Da quegli anni nasce l’aneddoto più famoso di Carmen in Nord America, la cui veridicità non è mai stata confermata: lei e la sua famiglia (che portava sempre con sé) sarebbero state cacciate dal Waldorf Astoria per aver fritto delle sardine. Successivamente si esibì tre volte alla Casa Bianca davanti al presidente Roosevelt, che si dice abbia pianto quando la bailaora finì le alegrías.
Negli Stati Uniti, Carmen realizzò uno dei suoi più grandi contributi alla storia della danza flamenca (oltre a essere stata la prima donna a danzare con i pantaloni). Fu la prima a danzare il taranto, un palo sobrio originario dei minatori di Murcia, Jaén e Almería. Secondo Inés García-Albi nella sua biografia, lo sviluppò in Sud America a partire da una rondeña gitana eseguita dal chitarrista Miguel Borrull, con cui si era formata da bambina nei locali di Barcellona. Danza il taranto al suo debutto al Carnegie Hall, accompagnata da Sabicas e dal maestro Palomo. Oltre a questo pezzo, altre performance popolari negli Stati Uniti includevano Embrujo del fandango (musica di Palomo), la canzone popolare ¡Ay que tú!, e El amor brujo di Isaac Albéniz, molto famoso all’epoca.
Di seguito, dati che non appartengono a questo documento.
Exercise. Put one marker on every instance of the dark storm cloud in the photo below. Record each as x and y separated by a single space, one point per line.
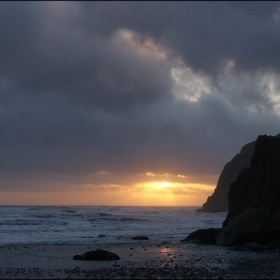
204 34
82 89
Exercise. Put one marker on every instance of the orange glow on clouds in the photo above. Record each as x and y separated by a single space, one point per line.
152 193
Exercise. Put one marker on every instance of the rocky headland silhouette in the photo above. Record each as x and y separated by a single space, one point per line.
254 202
218 201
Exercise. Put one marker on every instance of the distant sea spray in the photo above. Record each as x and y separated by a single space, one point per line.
86 224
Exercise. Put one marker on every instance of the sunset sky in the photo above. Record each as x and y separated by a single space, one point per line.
132 103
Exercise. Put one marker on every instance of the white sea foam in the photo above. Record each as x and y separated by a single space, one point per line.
80 225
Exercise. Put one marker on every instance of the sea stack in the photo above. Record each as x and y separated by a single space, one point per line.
218 201
254 198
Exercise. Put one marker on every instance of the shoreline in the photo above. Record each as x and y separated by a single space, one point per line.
138 260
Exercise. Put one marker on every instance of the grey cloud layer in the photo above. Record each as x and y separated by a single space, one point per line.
76 98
Ritorno in Spagna: la paura dei « dieci spiccioli »
Oltre ai suoi tour negli Stati Uniti e in Sud America, volava frequentemente a Buenos Aires. Lì, vicino a Montevideo, Carmen apprese della morte del padre. Fu un duro colpo per lei e rimase in lutto per due mesi. Dopo questa pausa, vendettero la casa di Calle Corrientes, e Carmen riprese le tournée. Cominciò a riprendersi e, come molti spagnoli, iniziò a considerare di tornare nel suo paese. In una conversazione riportata nel libro di García-Albi, Carmen espresse i suoi dubbi sul ritorno:
- Per paura di Franco?
- No, una gitana sola può cavarsela con Franco. Ho paura dei tacchini.
- Dei tacchini?
- Dieci tacchini è tutto quello che si paga in Spagna a una ballerina.
Il dialogo ebbe luogo durante un’intervista per il giornale Negrín. Nonostante le sue paure, undici anni dopo, nel 1947, già grande professionista dello spettacolo e abituata alle modalità americane, Carmen tornò in Spagna.